Bowei He
Publications
Beyond Message Passing: A Semantic View of Agent Communication Protocols
Agent communication protocols are becoming critical infrastructure for large language model (LLM) systems that must use tools, coordinate with other agents, and operate across heterogeneous environments. This work presents a human-inspired perspective on this emerging landscape by organizing agent communication into three layers: communication, syntactic, and semantic. Under this framework, we systematically analyze 18 representative protocols and compare how they support reliable transport, structured interaction, and meaning-level coordination. Our analysis shows a clear imbalance in current protocol design. Most protocols provide increasingly mature support for transport, streaming, schema definition, and lifecycle management, but offer limited protocol-level mechanisms for clarification, context alignment, and verification. As a result, semantic responsibilities are often pushed into prompts, wrappers, or application-specific orchestration logic, creating hidden interoperability and maintenance costs. To make this gap actionable, we further identify major forms of technical debt in today's protocol ecosystem and distill practical guidance for selecting protocols under different deployment settings. We conclude by outlining a research agenda for interoperable, secure, and semantically robust agent ecosystems that move beyond message passing toward shared understanding.

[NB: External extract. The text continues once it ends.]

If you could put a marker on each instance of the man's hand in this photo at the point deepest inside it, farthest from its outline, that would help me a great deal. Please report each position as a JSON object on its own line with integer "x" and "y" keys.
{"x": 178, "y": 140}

Outcome-Aware Tool Selection for Semantic Routers: Latency-Constrained Learning Without LLM Inference
Semantic routers in LLM inference gateways select tools in the critical request path, where every millisecond of added latency compounds across millions of requests. We propose Outcome-Aware Tool Selection (OATS), which interpolates tool embeddings toward the centroid of queries where they historically succeed -- an offline process that adds no parameters, latency, or GPU cost at serving time. On MetaTool (199~tools, 4,287~queries), this improves NDCG@5 from 0.869 to 0.940; on ToolBench (2,413~APIs), from 0.834 to 0.848. We also evaluate two learned extensions: a 2,625-parameter MLP re-ranker and a 197K-parameter contrastive adapter. The MLP re-ranker hurts or matches baseline when outcome data is sparse relative to the tool set; the contrastive adapter provides comparable gains on MetaTool (NDCG@5: 0.931). All methods are evaluated on the same held-out 30\% test split. The practical takeaway is to start with the zero-cost refinement and add learned components only when data density warrants it. All mechanisms run within single-digit millisecond CPU budgets.